Settling on the house just as COVID-19 swept the globe, it became their pandemic project. Kathleen, an award-winning landscape designer, took on the garden revamp, filling the beds with native plants. She brought in stylist Belle Hemming to guide the interiors. She was also lucky to have a family friend, builder Paul Lovell, help get the house into shape.
“Home renovations have taken off during COVID, so it was really hard to get tradespeople, but he came to us on Sundays and worked seven days a week, the gorgeous man,” she says.
With the beach so close, a coastal-inspired look was a given. But Kathleen wanted to offer a different riff on the typical beach-shack theme.
“Our brief to Belle was to make it attractive so it could bridge all seasons, not just summer, because it is actually lovely in winter,” she explains.
Belle’s answer was a palette of rich, moody colours inspired by the bushland surrounding the beach, creating a cool retreat in summer and a cosy cocoon in winter. While initially Kathleen wasn’t sure about cloaking some of the already dark spaces in deep tones, she trusted the process and gave Belle free rein.

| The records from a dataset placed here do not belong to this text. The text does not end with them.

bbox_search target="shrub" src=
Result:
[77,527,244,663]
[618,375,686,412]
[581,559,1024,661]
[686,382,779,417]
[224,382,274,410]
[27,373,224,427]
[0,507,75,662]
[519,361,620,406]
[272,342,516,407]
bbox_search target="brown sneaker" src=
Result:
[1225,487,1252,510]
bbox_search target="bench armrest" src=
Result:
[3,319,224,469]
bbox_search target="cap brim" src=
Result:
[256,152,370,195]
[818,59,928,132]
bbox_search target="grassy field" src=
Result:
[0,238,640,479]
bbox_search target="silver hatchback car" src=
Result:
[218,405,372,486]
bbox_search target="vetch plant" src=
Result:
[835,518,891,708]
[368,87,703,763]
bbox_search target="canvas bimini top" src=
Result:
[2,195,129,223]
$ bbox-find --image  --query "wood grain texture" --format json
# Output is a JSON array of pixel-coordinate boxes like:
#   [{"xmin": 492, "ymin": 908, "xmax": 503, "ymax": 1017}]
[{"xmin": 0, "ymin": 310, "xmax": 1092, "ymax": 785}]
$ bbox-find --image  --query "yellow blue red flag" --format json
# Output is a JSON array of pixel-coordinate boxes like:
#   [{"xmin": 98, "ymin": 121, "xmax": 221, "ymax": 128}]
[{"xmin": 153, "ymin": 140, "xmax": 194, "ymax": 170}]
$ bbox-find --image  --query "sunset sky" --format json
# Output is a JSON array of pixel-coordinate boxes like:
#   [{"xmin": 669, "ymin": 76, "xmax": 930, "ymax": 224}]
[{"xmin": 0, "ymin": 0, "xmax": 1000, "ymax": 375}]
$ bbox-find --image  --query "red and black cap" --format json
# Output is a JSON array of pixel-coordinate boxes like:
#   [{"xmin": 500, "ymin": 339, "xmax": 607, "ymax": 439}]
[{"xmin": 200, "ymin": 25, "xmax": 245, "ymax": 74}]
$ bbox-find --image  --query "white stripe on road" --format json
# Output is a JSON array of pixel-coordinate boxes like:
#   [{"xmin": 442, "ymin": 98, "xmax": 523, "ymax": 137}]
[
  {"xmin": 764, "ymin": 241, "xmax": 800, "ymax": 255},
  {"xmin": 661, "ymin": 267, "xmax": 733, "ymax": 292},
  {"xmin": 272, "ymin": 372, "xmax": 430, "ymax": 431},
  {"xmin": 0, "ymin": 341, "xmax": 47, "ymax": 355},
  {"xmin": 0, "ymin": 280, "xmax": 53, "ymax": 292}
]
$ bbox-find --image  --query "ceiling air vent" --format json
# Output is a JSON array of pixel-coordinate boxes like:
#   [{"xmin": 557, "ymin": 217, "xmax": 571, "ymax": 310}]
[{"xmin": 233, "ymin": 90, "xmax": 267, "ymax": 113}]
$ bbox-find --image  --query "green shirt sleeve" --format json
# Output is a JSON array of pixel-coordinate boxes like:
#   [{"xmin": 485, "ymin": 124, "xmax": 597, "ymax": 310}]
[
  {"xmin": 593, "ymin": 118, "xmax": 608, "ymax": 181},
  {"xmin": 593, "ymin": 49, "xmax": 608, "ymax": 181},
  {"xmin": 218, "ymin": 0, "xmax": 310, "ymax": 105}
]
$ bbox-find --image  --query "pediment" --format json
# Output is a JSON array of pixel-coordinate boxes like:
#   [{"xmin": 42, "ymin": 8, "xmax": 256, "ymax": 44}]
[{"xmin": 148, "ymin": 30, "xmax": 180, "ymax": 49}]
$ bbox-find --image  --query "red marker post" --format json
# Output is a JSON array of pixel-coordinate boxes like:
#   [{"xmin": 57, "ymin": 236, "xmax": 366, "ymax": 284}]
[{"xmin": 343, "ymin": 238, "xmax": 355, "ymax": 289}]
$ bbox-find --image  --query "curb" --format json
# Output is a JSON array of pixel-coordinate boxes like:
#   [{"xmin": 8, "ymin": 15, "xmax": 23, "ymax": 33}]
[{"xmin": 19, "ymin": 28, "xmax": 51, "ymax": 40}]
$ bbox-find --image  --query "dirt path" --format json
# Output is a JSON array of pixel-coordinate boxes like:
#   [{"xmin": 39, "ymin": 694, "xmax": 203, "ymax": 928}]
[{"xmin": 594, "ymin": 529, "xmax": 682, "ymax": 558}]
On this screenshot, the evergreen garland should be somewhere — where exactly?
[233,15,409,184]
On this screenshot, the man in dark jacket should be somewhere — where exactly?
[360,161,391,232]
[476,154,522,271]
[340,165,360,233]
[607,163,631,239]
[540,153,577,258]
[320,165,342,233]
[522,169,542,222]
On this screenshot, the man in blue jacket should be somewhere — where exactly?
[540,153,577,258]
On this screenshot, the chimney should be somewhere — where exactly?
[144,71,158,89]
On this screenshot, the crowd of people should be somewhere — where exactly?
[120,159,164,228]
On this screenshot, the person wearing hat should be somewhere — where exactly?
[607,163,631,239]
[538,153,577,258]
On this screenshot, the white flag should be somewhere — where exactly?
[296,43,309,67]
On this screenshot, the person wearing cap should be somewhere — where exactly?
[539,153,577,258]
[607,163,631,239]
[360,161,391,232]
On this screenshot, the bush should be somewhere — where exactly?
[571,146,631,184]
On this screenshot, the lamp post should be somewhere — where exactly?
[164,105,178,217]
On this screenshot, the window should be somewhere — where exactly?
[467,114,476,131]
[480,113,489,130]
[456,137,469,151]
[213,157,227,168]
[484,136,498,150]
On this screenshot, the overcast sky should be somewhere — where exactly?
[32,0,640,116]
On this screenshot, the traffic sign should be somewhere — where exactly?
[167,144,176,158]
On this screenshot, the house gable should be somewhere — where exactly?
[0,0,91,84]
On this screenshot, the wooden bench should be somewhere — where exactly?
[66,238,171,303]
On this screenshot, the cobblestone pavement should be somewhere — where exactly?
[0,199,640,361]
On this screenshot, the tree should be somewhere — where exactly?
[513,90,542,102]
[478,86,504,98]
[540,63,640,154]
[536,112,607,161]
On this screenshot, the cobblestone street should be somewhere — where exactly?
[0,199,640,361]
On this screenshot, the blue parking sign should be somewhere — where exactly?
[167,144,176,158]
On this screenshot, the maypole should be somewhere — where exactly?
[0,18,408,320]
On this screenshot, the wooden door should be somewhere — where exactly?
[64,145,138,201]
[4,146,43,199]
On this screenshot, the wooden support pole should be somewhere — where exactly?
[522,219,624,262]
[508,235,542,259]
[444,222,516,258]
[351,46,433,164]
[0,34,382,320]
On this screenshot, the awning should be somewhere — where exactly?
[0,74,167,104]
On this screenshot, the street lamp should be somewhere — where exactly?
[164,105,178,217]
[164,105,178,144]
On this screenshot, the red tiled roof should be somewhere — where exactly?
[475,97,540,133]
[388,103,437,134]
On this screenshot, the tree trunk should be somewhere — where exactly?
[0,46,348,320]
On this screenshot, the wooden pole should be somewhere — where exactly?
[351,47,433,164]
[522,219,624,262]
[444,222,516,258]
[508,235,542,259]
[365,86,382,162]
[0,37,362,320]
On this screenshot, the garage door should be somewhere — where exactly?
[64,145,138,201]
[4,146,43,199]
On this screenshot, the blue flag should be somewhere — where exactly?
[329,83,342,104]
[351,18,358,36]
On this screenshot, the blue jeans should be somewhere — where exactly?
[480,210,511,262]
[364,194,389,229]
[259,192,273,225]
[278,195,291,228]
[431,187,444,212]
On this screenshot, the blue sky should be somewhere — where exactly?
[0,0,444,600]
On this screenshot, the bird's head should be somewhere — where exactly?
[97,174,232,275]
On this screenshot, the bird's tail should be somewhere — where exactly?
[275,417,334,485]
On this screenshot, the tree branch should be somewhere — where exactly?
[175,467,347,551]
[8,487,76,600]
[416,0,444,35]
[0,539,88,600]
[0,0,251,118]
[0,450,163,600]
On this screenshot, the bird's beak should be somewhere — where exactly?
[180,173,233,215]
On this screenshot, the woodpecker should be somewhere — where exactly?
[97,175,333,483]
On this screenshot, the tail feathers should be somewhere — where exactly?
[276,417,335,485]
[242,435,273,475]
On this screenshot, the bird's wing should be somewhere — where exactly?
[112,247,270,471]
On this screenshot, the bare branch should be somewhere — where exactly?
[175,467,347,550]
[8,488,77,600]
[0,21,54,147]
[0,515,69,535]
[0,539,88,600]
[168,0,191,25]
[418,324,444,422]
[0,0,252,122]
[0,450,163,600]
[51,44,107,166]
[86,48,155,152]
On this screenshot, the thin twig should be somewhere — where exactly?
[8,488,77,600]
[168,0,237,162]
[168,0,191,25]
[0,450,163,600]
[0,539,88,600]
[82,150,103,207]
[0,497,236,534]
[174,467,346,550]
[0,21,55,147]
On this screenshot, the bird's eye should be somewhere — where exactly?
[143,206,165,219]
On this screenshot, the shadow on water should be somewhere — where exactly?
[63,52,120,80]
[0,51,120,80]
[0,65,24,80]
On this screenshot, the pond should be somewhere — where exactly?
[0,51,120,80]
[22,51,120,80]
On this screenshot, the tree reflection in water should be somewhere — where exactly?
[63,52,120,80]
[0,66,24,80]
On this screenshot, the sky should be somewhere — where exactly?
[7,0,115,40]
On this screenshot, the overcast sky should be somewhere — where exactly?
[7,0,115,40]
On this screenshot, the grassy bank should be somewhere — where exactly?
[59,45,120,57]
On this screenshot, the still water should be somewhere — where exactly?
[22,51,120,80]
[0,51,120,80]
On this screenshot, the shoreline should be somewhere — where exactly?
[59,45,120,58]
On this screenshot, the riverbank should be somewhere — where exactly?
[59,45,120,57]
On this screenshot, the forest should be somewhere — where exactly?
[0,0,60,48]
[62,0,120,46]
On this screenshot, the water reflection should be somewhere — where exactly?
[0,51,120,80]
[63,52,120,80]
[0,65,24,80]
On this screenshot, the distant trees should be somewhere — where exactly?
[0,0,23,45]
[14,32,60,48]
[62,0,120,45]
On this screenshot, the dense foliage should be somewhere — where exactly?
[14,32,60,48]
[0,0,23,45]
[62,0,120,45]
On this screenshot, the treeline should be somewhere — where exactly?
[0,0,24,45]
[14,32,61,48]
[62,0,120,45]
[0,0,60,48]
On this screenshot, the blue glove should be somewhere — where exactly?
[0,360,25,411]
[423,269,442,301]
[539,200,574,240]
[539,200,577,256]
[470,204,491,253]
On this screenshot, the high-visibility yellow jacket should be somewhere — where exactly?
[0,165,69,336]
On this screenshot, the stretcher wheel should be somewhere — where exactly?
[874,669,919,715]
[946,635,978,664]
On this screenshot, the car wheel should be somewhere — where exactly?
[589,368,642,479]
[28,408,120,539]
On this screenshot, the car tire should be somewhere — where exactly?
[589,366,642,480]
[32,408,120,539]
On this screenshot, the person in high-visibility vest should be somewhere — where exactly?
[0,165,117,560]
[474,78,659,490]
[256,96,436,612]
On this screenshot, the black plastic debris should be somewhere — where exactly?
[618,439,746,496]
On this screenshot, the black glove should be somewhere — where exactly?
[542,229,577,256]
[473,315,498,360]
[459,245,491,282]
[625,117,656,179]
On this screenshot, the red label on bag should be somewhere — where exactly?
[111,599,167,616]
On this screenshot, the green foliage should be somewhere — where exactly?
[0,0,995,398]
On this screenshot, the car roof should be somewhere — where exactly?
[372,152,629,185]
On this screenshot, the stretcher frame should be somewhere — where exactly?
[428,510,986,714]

“I think it’s important when you engage a creative person not to stifle them,” she says. “I know that from my business, too, when people get me to design gardens, that you need to be left to do what you do well… She’s done such a good job – it really works.”
Kathleen’s creative eye has also come into play – an op-shop aficionado, she sourced a few second-hand pieces of furniture and collaborated with friend and photographer Marnie Hawson on a collection of artworks for the house.
“I wanted to make it feel like my place, too,” Kathleen says. Marnie’s photographs sit alongside works by local artist Lucy Hersey, who specialises in paintings made with foraged earth pigments. Championing local artists, craftspeople and the area’s natural beauty was important to Kathleen, who is passionate about protecting the environment.
Alongside eco-friendly touches such as an onsite compost and organic linen, Kathleen set up a carbon offsetting scheme with three nearby farmers, including her brother, who now runs the family dairy farm.
“I’m planting a tree for each person who stays, and I envisage there’s going to be at least 500 to 600 planted each year,” she says. The goal is to create a wildlife corridor across the farms, creating strips of trees, shrubs and bushes for reptiles, birds and other creatures.
“I believe that you should always make things better than how you found them,” Kathleen explains. “I thought that if I could connect with local farmers and get them to agree to fence off their cattle from the trees, and if I supplied the plants, it would really make a difference over a few years.”
With the home’s refresh now complete and a plan for the future in place, Kathleen is looking forward to spending the summer reliving her childhood holidays with the next generation.
“I love that Inverloch has that combination of the sea and bushland,” she says. “There’s great bushwalking all around, you can take kayaks up through the river, the beaches are safe, which is good for kids, and it’s got great fishing, which I love to do. It’s just really nice to switch off.”